Basic Parameters
func_kwargs
Dictionary of keyword arguments required for the metric. For example, the kantorovich function from pynndescent takes a cost
keyword:
from pynndescent.distances import kantorovich
M = ... # your cost matrix
ann = annchor.Annchor(X,
kantorovich,
func_kwargs = {'cost': M}
)
Alternatively, we could define a new function without keywords, e.g.
from pynndescent.distances import kantorovich
from numba import njit
M = ... # your cost matrix
@njit()
def wasserstein(x, y):
return kantorovich(x, y, cost=M)
ann = annchor.Annchor(X, wasserstein)
Or you could even use the string ‘wasserstein’, since this is one of Annchor’s inbuilt metrics:
M = ... # your cost matrix
ann = annchor.Annchor(X, 'wasserstein', func_kwargs={'cost_matrix':M})
n_anchors
The number of anchor points (waypoints) we wish to use. The default value is 20, and should increase with the complexity of the underlying metric space.
Picking an optimal value of n_anchors
is more of an art than a science at this stage. For simple metric spaces we can get away with an extremely low number of anchors; for example n_anchors=5
does pretty well for Euclidean in 2D! For most use cases we suggest between 20 and 30 anchor points. Remember that adding more anchor points will use more metric evaluations - there is a trade off to be made between picking more anchors, and evaluating more potential nearest neighbors. Given a fixed value of p_work
(more on this later) the number of calls to the metric is also fixed at n_evals = n_anchors*nx + n_samples + n_refine
, thus increasing n_anchors
reduces n_samples
and vice versa.
n_neighbors
Simply the number of nearest neighbors we are looking to find (i.e. the k in k-NN).
n_samples
ANNchor works by trying to approximate the metric given a variety of features (e.g. lower/upper bound). Under the hood this uses a standard machine learning approach, which naturally requires training. The parameter n_samples
specifies how many pairwise distances we evaluate in order to create a training set on which to learn the metric. If this parameter is too small then we risk not accurately learning the underlying metric. Too big and we end up wasting valuable calls to the metric on non-nearest neighbor pairs.
p_work
At its heart, ANNchor wants to make as few calls to an expensive metric as possible. Of course, the more calls to the metric we make, the more accurate we will be (at the expense of run time). The p_work
parameter allows us to control this trade off.
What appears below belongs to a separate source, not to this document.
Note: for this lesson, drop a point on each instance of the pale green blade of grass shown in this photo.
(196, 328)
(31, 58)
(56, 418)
In the brute force case we would make N=nx*(nx-1)//2
calls to the metric, and ANNchor will make at most p_work*N
calls to the metric, i.e. p_work
is the percentage of brute force work we are willing to do.
locality
and loc_thresh
These parameters specify how we cut down the number of pairwise distances that may be considered throughout the algorithm. We use a simple waypointing mechanism: For each point find the set of its locality
nearest anchors, and only consider pairs which share at least loc_thresh
anchors between their sets.
verbose
Simple boolean flag determines whether or not we print diagnostics/progress messages.
backend
The backend argument for joblib parallelisation (for non-numba-jitted functions). Can be 'loky'
or 'multiprocessing'
.
Typically 'loky'
is more robust (and thus the default), but some set-ups will see preformance increases from selecting 'multiprocessing'
.
Advanced Parameters
For most use cases the parameters described in the previous section will suffice. However, there are some other parameters available which allow greater control over the ANNchor algorithm.
anchor_picker
The anchor_picker
parameter allows you to supply you own anchor picker class. This class determines how anchors are sampled from the data. By default we use a max-min algorithm that picks anchors sequentially, aiming to pick the next anchor to be the point with the largest distance to an existing anchor.
sampler
The sampler
parameter allows you to supply your own sampler class. This tells ANNchor how to decide which pairs of points to pick for the sampling (training) phase.
regression
We can specify the machine learning algorithm to train on the features of the sample points. By default this is a stratified linear regression, but could in principle be any ml algorithm. Remember that this needs to be much faster than the slow metric in order to succeed.
error_predictor
The error_predictor
class tries to predict the error associated with the regression, which is useful for assigning probabilities to predictions.
is_metric
This boolean argument should be set to false when our metric is not a true metric (in particular whether it violates the triangle inequality). This can sometimes be the case for approximate metrics. If the metric approximate, ANNchor needs to take better care of the upper and lower triangle inequality bounds since they may no longer represent reality.
get_exact_ijs
This parameter allows the user to specify their own parallelisation for computing large numbers of pairwise distances.
niters
This parameter defines how many inner loops of recalculating upper/lower bounds occur. There is a time-accuracy tradeoff here where higher values of niters
will be more accurate at the expense of extra computations.